Be Kind Rewind
Written and directed by Michel Gondry

Starring Jack Black, Mos Def, Danny Glover

 

Be Kind Rewind

"Be Kind Rewind" is the story of a video rental store in Passaic, New Jersey, which still rents only video cassettes in an era of DVDs. It's run by Danny Glover, as Mr. Fletcher, and it has a claim to fame: it's the place where the great jazz pianist Fats Waller was born. It's also in the way of an urban renewal project for Passaic, and it's likely to be demolished soon. As you can imagine, it's not doing well financially, and then something else happens.

Mr. Fletcher's employee Mike, played by Mos Def, has a friend, Jerry, played by Jack Black, who works at an auto repair place around the corner that's up against a huge electrical power station, which Jerry thinks is messing with his head. So one night he persuades Mike to come with him to sabotage the power station. Instead, the station magnetizes Jerry's own head and when he comes into the video store he wipes out every single cassette. So - what to do now? Well, the boys become video makers and whatever the customers want they make themselves - their own versions of "Ghostbusters," "Robocop," "2001," "Rush Hour 2," even "Driving Miss Daisy," Not only that, the customers actually prefer what the boys call 'Sweding' of the videos, as in these come from Sweden and therefore are better than the originals. Their regular customer Miss Falowicz, played by a well-preserved Mia Farrow, doesn't even know the difference.

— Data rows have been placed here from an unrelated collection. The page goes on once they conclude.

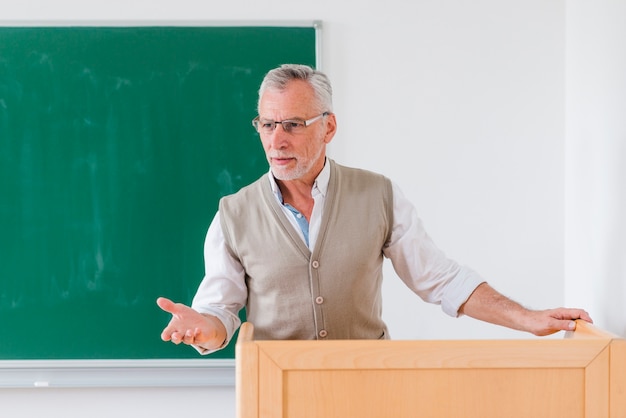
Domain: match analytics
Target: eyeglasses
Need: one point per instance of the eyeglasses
(292, 126)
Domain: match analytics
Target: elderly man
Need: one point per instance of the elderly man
(302, 248)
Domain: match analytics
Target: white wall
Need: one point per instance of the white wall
(461, 103)
(595, 250)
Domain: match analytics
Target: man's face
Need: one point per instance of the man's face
(295, 155)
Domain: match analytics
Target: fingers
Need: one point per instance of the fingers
(166, 304)
(187, 337)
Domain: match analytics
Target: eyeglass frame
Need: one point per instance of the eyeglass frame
(306, 123)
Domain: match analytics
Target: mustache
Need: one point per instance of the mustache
(275, 155)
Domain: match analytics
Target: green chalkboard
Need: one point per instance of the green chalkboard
(116, 144)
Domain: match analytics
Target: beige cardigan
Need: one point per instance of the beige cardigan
(332, 292)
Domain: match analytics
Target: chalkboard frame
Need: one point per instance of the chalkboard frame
(135, 372)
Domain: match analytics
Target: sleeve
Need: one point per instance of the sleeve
(422, 266)
(223, 291)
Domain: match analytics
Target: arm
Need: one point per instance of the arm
(191, 327)
(486, 304)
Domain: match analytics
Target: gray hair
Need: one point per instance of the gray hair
(278, 78)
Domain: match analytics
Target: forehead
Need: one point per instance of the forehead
(297, 99)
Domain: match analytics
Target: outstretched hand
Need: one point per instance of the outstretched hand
(188, 326)
(549, 321)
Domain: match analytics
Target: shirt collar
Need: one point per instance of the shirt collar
(320, 185)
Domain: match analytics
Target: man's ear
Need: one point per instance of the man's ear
(331, 127)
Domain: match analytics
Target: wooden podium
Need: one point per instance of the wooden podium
(582, 375)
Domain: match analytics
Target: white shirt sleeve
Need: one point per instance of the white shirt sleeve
(223, 291)
(422, 266)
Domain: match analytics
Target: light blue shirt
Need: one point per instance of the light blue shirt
(422, 266)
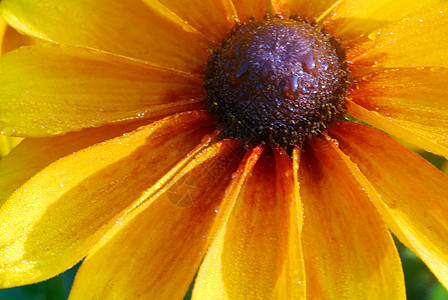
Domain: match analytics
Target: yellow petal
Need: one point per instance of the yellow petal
(247, 8)
(351, 19)
(53, 220)
(417, 41)
(33, 155)
(213, 18)
(154, 251)
(349, 254)
(411, 193)
(256, 252)
(414, 99)
(7, 143)
(304, 8)
(128, 28)
(48, 89)
(13, 40)
(427, 138)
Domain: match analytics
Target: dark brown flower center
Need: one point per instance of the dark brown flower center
(276, 82)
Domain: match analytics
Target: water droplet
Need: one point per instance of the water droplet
(308, 62)
(242, 70)
(374, 35)
(8, 131)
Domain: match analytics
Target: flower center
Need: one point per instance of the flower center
(276, 82)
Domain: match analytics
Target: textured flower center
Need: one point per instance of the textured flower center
(276, 82)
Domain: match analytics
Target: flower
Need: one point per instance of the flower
(9, 40)
(122, 165)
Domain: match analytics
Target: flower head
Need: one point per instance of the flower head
(124, 166)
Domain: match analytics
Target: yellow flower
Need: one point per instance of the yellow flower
(123, 166)
(9, 40)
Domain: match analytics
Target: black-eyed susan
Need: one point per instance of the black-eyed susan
(172, 141)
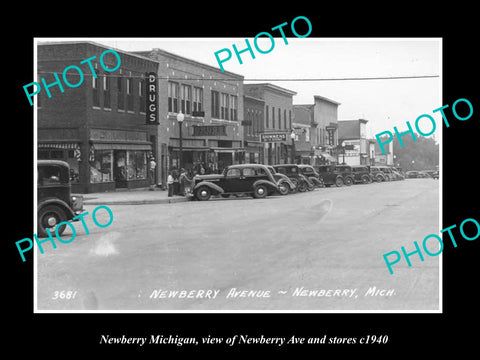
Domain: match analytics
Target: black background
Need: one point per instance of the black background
(409, 334)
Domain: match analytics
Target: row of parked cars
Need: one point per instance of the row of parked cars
(260, 180)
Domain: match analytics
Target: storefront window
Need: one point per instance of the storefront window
(136, 165)
(67, 155)
(101, 166)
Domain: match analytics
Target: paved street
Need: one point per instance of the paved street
(319, 250)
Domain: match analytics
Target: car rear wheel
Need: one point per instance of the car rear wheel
(366, 179)
(283, 188)
(260, 191)
(302, 186)
(203, 193)
(339, 182)
(48, 218)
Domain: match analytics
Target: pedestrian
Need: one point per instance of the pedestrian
(185, 183)
(151, 173)
(170, 184)
(176, 183)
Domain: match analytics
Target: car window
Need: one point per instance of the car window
(261, 171)
(233, 172)
(49, 175)
(248, 172)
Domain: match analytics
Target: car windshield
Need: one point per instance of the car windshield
(248, 172)
(51, 175)
(233, 172)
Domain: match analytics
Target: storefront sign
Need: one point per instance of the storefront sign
(273, 137)
(151, 98)
(209, 130)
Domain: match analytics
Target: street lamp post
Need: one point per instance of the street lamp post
(180, 118)
(292, 136)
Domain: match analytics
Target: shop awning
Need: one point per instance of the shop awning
(58, 145)
(220, 149)
(328, 156)
(122, 146)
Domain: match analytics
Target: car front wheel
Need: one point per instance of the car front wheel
(260, 191)
(203, 193)
(48, 218)
(339, 182)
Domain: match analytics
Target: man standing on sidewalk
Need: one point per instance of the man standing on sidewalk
(151, 173)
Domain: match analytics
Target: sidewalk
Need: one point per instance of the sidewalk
(132, 197)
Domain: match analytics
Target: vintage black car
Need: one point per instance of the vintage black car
(377, 174)
(55, 203)
(285, 185)
(361, 174)
(295, 174)
(250, 179)
(311, 174)
(337, 175)
(389, 174)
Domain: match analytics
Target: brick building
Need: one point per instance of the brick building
(317, 129)
(353, 135)
(212, 104)
(98, 127)
(277, 124)
(254, 125)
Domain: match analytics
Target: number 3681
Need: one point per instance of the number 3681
(64, 295)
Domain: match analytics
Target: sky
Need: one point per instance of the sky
(384, 103)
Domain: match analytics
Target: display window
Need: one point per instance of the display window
(101, 166)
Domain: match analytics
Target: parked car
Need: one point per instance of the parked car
(413, 174)
(424, 174)
(389, 174)
(295, 174)
(249, 179)
(337, 175)
(285, 185)
(361, 174)
(377, 174)
(398, 173)
(311, 174)
(55, 203)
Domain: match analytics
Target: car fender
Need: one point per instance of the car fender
(210, 185)
(58, 202)
(265, 182)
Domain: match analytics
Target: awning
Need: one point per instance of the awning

So who could have thought this up? Only that French eccentric Michel Gondry, he of "Eternal Sunshine of the Spotless Mind" and "The Science of Sleep." Is "Be Kind Rewind" in their class as a work of imagination? Unfortunately not; the concept here doesn't have that wild leap into a kind of alternative reality that Gondry brings to the other films, and Jack Black, as the driver of the plot and the instigator of the new 'Sweding' films here, just isn't very funny; as an actor he relies on shouting and pratfalls and going into hysterics, when the film actually calls for someone who can play it straight.

Mr. Gondry has a cult audience here in the United States, but "Be Kind Rewind" isn't going to make him any new friends; I think, irony of ironies, it's headed for an afterlife as a DVD.